Martin Kidston

(Missoula Current) While the Legislature remains in session, the City of Missoula will continue its call for tax reform in an effort to reduce the state's reliance on property taxes by spreading it to other sources, including Montana's growing tourism industry.

The city created a new graph using data from a number of sources, including the Legislature and the Montana Budget and Policy Center, that depicts its argument in a visual format.

It also notes that Montana's current property-tax system was created years ago based upon an economy that no longer exists.

“Twenty years ago, 43% of our state taxes came from residential taxes and now it's over 60%,” said Jessica Miller, the city's digital engagement administrator. “It demonstrates the shift in the property-tax base from a more diverse base to a largely residential one."

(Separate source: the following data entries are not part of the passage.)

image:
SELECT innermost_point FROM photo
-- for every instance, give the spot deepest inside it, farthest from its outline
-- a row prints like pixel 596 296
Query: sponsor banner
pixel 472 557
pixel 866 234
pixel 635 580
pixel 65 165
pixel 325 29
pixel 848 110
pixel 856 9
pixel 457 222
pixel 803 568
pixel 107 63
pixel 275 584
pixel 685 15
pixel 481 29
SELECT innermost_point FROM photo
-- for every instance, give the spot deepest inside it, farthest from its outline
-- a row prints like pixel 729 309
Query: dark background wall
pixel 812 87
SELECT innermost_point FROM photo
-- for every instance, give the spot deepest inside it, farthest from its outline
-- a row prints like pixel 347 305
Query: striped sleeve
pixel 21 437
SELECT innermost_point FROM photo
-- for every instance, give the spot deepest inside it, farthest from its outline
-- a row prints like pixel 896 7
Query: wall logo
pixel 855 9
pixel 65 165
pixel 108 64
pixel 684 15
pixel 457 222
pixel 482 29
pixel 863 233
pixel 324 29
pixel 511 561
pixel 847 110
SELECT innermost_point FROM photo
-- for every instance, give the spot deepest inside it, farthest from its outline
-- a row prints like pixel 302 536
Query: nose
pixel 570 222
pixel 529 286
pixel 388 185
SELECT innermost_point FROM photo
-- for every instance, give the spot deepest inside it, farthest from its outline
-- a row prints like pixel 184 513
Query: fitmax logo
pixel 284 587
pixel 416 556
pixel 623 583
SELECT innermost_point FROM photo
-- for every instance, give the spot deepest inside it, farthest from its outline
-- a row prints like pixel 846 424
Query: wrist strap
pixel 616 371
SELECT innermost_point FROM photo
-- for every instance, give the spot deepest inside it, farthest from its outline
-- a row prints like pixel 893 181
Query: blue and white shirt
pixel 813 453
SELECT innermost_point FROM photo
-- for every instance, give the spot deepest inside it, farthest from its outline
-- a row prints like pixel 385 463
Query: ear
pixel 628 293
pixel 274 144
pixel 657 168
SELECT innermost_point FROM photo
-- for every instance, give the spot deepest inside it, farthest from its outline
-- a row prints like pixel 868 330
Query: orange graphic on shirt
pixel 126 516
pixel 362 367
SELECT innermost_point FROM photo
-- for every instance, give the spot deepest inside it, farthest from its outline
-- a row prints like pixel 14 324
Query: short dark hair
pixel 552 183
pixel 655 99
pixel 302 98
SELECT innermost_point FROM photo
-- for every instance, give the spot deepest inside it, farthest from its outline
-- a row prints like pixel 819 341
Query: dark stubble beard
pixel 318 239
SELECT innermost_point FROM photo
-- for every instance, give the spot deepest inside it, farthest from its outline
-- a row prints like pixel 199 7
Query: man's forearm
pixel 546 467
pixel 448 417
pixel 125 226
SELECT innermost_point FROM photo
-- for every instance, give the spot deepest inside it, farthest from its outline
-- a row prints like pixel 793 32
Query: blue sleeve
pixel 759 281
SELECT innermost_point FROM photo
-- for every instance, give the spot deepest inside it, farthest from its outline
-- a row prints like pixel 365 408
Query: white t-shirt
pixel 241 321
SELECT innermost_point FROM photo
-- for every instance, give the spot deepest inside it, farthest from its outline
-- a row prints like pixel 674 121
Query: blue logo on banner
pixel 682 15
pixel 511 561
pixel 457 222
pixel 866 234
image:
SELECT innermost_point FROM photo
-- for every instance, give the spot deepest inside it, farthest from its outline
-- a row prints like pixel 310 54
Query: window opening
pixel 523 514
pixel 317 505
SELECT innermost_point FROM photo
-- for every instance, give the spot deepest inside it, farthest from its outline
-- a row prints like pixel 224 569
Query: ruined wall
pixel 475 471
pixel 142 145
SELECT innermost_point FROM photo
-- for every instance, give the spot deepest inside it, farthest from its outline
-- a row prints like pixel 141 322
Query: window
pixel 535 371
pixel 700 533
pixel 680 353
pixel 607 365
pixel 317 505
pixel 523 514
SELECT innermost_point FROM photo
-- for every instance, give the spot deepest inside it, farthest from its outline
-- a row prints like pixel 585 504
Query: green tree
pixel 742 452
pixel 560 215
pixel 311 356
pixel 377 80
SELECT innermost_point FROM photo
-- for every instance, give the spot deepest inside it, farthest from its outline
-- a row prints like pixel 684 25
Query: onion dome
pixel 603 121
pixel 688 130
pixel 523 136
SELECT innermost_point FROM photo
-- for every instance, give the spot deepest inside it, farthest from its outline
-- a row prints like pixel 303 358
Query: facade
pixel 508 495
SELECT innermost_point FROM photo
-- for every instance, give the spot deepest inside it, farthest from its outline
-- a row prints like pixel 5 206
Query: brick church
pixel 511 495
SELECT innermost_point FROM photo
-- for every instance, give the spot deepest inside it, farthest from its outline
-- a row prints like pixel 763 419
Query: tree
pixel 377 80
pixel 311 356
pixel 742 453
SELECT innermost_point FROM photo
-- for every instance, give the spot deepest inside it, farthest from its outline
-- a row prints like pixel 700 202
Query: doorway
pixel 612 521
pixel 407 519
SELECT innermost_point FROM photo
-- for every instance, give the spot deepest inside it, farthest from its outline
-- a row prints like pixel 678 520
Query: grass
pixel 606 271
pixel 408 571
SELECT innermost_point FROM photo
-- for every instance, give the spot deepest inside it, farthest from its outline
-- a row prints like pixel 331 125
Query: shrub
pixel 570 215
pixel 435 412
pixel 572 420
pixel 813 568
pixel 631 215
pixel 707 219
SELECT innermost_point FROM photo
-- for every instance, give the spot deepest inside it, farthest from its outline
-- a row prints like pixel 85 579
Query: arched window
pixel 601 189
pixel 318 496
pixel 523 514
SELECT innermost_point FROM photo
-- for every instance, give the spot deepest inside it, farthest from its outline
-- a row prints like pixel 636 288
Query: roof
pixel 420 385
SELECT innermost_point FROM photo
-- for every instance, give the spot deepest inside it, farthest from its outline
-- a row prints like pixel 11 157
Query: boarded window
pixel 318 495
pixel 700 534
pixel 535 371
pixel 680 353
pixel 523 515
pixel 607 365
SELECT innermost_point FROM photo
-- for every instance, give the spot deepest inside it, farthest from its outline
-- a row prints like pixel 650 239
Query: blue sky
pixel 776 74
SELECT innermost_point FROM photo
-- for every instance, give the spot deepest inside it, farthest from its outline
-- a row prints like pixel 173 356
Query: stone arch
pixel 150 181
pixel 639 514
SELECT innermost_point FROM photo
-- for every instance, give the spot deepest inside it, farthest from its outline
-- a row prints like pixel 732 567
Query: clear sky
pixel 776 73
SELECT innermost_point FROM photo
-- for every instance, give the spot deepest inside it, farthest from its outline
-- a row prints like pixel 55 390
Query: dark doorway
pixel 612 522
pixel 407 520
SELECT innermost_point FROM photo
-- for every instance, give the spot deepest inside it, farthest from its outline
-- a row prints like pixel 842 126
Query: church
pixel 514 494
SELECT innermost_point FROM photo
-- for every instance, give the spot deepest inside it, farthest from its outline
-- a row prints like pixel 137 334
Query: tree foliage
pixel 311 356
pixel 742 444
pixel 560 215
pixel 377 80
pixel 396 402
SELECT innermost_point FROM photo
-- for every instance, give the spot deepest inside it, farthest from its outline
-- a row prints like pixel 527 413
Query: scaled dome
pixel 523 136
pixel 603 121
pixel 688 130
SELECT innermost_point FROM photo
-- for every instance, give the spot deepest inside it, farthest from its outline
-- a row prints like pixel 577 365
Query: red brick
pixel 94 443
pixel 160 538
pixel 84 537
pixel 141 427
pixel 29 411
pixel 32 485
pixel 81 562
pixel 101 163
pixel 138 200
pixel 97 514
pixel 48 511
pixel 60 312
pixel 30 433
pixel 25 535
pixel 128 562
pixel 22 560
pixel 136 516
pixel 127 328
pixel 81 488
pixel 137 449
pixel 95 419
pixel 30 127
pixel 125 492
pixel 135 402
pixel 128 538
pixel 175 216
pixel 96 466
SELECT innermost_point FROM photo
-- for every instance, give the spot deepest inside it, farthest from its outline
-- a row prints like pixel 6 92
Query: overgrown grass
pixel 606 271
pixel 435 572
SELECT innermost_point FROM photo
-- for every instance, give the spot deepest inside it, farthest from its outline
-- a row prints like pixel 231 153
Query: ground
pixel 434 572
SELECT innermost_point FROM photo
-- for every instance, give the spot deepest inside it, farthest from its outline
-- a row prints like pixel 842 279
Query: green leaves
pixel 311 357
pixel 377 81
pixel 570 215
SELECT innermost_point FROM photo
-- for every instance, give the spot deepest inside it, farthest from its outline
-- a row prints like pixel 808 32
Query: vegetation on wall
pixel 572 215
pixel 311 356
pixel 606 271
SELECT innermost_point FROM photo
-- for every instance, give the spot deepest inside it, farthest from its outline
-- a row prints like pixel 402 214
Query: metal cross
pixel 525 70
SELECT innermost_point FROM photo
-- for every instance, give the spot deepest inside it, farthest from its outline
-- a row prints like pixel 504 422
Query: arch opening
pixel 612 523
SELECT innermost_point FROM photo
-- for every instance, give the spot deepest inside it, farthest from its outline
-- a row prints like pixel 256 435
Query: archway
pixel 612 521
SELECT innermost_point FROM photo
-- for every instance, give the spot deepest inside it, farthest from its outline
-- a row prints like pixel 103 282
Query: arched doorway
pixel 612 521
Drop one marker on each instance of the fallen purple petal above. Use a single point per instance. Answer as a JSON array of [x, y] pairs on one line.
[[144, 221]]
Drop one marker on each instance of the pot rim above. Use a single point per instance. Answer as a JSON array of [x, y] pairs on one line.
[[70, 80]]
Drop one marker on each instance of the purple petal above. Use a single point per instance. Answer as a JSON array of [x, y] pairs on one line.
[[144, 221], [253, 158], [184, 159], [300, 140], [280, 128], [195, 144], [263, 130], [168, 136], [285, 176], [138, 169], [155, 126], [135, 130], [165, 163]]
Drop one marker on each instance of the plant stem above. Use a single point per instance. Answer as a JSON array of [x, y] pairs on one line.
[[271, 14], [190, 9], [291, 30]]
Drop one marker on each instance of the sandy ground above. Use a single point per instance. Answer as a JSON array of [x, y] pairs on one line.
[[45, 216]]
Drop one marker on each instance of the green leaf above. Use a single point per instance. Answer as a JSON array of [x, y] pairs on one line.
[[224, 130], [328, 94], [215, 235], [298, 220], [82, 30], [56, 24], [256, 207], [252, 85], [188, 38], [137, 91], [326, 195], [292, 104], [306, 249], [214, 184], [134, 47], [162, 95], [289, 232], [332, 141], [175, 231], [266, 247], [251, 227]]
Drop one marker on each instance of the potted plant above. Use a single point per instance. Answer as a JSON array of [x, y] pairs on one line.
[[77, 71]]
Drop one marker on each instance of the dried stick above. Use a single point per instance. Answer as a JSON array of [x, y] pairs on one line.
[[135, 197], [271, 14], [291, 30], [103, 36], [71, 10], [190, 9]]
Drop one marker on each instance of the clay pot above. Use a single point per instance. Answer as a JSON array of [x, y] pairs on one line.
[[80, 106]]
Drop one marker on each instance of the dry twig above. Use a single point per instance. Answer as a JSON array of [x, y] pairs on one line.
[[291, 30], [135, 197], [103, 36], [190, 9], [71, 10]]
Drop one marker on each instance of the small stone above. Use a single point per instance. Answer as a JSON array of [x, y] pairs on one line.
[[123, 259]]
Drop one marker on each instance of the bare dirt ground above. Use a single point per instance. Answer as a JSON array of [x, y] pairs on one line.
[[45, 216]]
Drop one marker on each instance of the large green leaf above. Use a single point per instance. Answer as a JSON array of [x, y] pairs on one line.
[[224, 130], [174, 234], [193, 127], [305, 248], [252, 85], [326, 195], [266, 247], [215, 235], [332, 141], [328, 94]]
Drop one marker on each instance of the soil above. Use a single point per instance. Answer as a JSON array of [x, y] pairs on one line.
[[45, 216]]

According to the data, residential property taxes in 1999 accounted for 42.9% of local government revenue, though by 2018 that had grown to 60.1%.

At the same time, commercial, business equipment and centrally assessed properties have all seen their contribution of tax revenue to local government decrease. It has resulted in the increased reliance on property taxes.

“We're almost exclusively reliant on property taxes as local governments in Montana,” Mayor Jordan Hess said recently. "We would support any local-option tax that provides meaningful property tax relief.”


The city noted that so-called “resort” communities in Montana have been permitted to implement a local-option tax. They have used the revenue to fund local needs and provide property tax rebates to residents.

But larger cities in Montana have no such option. According to the city, out-of-state tourists spend nearly $130 million annually in Missoula. If the city were permitted to implement a 3% local option tax, it would generate nearly $4 million in revenue.

As it stands, Miller said the state's tax system is regressive.

“It shows how regressive our property tax system is,” Miller said. “Because we don't have many sales taxes in Montana, our most regressive form of tax is our property-tax system.”

Such information isn't new to the Legislature. The Interim Revenue Committee did its own study by looking at the tax composition nationally.

When all U.S. local governments are averaged, their share of property taxes stand at 72%. But for Montana local governments, property taxes represent more than 96% of revenue.

Local governments nationally also see 18% of their revenue come from sales and excise taxes but in Montana, it represents just 1.1% of local revenue.

“That's a pretty dramatic number,” Miller said.

Both city and county leaders in Montana have called for tax reform, as have other cities in the state. Montana's heavy reliance on property taxes is a problem, they said, and it's only growing worse.

Bozeman currently generates the most of Montana's six largest cities with $866 in revenue per capita followed by Helena at $737 and Kalispell at $729. Missoula is fourth at $709 while Great Falls is last at $549.

“We're in line with our peer cities across the state, so it's a not just a Missoula problem,” Miller said. “It's a problem that other communities in Montana share.”